Picanas en la ESMA
La maquinaria burocrática de la justicia argentina, trabada por los sucesivos palos legales colocados en la rueda, parece ponerse nuevamente en movimiento para atender a las demandas de las víctimas de graves violaciones a los derechos humanos durante la dictadura militar de los años setenta. Desde que el presidente Néstor Kirchner decidió hace 10 días quitar la piedra del decreto firmado por Fernando de la Rúa en diciembre de 2001, que ordenaba rechazar las peticiones de extradición, el Estado de derecho recobró su vigor y los mecanismos democráticos se activaron.
El Gobierno, la mayoría de la oposición y gran parte de los actuales miembros de las Fuerzas Armadas coinciden en que los responsables deben ser juzgados en el país. La Corte Suprema y el Congreso, cada uno por su lado, deben resolver antes si las llamadas leyes de impunidad (Obediencia Debida y Punto Final) se declaran inconstitucionales, o se anulan, para que puedan reanudarse los procesos interrumpidos a fines de los ochenta. Así podrían ser juzgados de nuevo, entre otros, los sanguinarios asesinos del Grupo de Tareas que funcionaba en la Escuela de Mecánica de la Armada (ESMA), el centro de instrucción técnica para suboficiales de la Marina situado en el barrio de Núñez, al norte de Buenos Aires, donde fueron secuestradas, torturadas y asesinadas por lo menos cinco mil personas desde mayo de 1976 hasta 1980.

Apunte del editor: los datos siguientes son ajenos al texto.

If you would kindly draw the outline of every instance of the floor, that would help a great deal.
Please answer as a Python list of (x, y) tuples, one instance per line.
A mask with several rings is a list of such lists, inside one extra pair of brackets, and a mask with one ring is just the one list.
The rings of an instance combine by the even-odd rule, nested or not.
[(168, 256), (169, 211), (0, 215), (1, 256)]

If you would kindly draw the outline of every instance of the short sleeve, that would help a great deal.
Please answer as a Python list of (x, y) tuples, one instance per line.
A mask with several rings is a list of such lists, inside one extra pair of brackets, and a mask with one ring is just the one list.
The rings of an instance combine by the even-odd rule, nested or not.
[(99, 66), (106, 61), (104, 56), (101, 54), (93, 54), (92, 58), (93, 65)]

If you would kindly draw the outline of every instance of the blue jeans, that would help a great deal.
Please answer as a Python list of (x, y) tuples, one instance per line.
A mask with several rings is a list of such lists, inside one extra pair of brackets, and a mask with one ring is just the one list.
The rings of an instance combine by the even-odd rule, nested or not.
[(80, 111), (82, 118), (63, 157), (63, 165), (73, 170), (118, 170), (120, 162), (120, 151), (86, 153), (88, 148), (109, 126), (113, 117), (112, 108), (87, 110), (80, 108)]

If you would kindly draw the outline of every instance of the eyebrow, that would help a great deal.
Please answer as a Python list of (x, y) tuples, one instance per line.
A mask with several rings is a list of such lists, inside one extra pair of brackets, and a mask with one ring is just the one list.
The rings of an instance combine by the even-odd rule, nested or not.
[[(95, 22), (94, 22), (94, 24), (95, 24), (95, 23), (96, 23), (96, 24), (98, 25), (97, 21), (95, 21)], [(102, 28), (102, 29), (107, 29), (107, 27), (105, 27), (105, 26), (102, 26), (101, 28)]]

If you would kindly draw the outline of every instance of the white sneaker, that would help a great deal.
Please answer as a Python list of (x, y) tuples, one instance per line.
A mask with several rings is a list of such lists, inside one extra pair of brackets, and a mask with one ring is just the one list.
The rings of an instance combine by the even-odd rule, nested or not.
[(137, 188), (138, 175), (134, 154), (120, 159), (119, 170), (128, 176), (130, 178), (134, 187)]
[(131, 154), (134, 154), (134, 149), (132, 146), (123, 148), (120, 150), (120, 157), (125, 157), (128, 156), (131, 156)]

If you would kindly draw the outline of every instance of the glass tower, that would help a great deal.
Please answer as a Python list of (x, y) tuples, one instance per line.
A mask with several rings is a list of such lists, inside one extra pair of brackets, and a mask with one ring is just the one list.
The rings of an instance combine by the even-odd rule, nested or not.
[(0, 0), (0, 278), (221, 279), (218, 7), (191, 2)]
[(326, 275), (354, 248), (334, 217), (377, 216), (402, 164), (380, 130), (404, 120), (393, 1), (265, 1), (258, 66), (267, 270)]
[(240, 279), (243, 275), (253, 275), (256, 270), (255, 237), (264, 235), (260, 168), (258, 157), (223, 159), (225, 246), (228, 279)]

El testimonio de los supervivientes permitió reconstruir el horror. Los secuestros se planificaban en una sala de la planta baja llamada Dorado. Los oficiales de los servicios secretos reunían los datos, los de Operaciones montaban los secuestros, los de Logística se encargaban de los bienes robados. Mantenían a los prisioneros tabicados, encadenados a las cuchas, los ojos vendados, con capuchas. Había varias salas de tortura. Los que no morían a causa de las descargas eléctricas y las heridas que les provocaba la picana eléctrica o fusilados, o asados vivos en los terrenos que dan al Río de la Plata, sufrían el traslado. Les inyectaban un tranquilizante y les arrojaban desde los aviones al mar.
En la ESMA funcionaba además una maternidad clandestina, en la que nacieron decenas de niños, que los militares se apropiaban o repartían a quienes se apuntaban para recibirlos.